Por considerar que se trata de uma realidade complexa, que incorpora

experiências, construções e circunstâncias que se modificam a cada momento,

estudei de forma cautelosa essa temática, na perspectiva de poder produzir um

conhecimento científico que de fato reflita os saberes dos agricultores familiares

inseridos neste mundo amazônico, com toda sua diversidade socioambiental e

cultural.

Essa diversidade cultural é revelada, pois de acordo com Geertz (1989 p. 37-

38):

Assim como a cultura nos modelou como uma espécie única — e sem dúvida ainda nos está modelando — assim também ela nos modela como indivíduos separados. É isso o que temos realmente em comum — nem um ser subcultural imutável, nem um consenso de cruzamento cultural estabelecido.

Nesse sentido, o reconhecimento e a valorização da cultura desses sujeitos

perpassam pelo estudo da educação que sustenta suas ações, permitindo assim a

afirmação de suas identidades enquanto agricultores familiares camponeses que

desenvolvem práticas sociais ―tradicionais‖ ou não, seja no uso da terra, seja na sua

forma de produzir, seja na relação com a natureza.

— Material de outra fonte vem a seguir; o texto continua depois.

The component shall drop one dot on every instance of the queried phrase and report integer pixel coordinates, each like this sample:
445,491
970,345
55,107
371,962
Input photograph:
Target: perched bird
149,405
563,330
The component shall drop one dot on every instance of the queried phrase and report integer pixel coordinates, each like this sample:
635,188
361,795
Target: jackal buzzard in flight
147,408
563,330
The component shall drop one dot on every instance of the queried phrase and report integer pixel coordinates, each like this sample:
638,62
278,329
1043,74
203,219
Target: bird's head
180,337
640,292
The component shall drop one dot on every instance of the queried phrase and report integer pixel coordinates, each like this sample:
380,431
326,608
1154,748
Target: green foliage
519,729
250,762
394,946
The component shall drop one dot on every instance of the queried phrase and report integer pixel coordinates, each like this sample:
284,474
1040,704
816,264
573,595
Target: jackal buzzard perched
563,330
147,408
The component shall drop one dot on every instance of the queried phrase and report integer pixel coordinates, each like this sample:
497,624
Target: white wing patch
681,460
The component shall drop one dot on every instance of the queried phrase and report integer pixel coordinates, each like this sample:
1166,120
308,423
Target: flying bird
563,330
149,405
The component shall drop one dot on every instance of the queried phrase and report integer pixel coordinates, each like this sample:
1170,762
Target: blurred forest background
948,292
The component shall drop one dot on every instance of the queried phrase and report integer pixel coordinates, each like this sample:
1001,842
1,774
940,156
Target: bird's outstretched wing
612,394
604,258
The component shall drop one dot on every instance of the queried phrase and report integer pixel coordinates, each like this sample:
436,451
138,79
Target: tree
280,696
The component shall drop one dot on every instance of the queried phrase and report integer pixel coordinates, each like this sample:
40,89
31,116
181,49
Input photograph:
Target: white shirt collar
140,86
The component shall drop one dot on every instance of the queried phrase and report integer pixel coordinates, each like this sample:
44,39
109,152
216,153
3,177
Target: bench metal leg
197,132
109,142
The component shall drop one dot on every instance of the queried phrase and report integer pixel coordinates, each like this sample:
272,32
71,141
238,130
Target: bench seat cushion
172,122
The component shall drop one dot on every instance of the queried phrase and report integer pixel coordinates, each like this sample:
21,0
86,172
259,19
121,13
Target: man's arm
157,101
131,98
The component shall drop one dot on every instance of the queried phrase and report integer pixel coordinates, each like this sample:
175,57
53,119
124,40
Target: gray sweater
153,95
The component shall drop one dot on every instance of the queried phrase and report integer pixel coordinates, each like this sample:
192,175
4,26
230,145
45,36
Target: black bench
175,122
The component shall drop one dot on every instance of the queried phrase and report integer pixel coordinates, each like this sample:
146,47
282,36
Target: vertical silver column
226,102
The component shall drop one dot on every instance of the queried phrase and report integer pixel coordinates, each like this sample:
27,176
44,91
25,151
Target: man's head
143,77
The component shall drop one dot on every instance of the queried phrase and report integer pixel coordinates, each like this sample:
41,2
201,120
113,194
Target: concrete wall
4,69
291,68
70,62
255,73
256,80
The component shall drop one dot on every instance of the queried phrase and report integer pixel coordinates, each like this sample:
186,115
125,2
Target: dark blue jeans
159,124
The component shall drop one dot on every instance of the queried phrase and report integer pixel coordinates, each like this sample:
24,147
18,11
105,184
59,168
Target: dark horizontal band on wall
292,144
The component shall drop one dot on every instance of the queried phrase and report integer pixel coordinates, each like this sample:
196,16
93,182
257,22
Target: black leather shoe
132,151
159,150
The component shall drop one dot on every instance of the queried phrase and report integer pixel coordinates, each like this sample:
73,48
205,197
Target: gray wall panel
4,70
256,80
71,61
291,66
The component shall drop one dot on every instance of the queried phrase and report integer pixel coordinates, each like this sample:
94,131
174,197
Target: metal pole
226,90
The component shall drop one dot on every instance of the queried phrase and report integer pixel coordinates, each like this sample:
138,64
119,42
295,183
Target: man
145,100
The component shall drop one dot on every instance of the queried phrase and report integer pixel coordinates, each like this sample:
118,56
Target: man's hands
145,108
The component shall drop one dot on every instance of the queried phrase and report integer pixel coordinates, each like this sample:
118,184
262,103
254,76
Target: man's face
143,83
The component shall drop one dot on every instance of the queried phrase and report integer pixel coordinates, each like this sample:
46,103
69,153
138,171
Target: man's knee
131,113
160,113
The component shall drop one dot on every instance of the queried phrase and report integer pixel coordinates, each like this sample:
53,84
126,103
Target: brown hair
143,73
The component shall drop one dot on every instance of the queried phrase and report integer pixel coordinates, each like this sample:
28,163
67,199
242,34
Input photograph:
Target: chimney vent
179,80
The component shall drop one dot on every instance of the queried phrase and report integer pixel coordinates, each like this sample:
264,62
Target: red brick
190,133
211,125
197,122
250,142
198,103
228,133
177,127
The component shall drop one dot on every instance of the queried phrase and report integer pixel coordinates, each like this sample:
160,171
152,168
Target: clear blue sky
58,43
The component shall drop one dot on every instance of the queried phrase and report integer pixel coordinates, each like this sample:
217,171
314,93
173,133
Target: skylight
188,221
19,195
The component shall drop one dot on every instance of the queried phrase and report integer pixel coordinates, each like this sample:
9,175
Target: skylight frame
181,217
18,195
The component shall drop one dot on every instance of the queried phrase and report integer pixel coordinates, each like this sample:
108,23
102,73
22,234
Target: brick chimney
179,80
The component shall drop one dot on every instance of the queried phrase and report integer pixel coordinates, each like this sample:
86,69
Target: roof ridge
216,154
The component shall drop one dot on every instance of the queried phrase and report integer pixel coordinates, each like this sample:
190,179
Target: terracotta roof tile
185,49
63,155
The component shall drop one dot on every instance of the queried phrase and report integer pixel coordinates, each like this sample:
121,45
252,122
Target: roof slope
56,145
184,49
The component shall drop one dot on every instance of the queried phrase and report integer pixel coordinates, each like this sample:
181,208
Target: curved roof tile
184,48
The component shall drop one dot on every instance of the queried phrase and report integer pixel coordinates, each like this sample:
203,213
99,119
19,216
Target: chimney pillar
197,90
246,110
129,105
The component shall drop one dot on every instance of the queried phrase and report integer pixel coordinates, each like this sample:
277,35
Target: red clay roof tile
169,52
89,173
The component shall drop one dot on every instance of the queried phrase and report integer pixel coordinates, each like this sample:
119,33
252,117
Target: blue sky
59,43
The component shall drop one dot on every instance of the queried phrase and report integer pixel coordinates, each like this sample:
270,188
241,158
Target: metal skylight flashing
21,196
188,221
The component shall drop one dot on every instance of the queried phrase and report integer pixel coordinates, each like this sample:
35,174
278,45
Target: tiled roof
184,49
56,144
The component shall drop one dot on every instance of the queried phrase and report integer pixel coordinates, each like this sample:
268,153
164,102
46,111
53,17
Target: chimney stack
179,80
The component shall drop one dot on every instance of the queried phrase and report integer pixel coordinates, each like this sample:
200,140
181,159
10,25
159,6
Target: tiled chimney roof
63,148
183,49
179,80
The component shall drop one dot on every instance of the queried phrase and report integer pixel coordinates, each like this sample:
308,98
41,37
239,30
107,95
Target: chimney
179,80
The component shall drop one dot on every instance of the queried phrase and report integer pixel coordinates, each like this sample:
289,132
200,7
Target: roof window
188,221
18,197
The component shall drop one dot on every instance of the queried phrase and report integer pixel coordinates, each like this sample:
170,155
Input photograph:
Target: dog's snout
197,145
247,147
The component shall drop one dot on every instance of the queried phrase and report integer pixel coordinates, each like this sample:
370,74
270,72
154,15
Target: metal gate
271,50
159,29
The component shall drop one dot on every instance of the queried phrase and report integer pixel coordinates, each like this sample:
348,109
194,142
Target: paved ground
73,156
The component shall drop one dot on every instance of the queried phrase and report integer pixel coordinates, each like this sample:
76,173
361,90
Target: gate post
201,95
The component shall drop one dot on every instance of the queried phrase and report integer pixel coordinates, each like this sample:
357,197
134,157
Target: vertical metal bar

Nesse caso, a educação passa a

ser vista tanto como uma forma de resistência, como de afirmação da identidade e

dos saberes locais, inclusive de se fazer farinha, um produto, de certa maneira,

desvalorizado na economia de mercado, mas que tem um simbolismo para os

amazônidas.

Esse simbolismo atribuído também às casas de farinha remete a reflexão de

Sacristan (2002) para quem há uma complexa teia de significados que passam

conotações de um ―sentido social‖, como experiências e utopia que continua dando

sentido à vida e à educação de grupos sociais locais. Ao estudar as práticas

educativas nas casas de farinha, nomeei a educação como grande pilar que orienta

a dinâmica desses agricultores familiares. Trata-se de sujeitos que procuram

compartilhar diferenças, misturas, mas sem perder de vista suas identidades.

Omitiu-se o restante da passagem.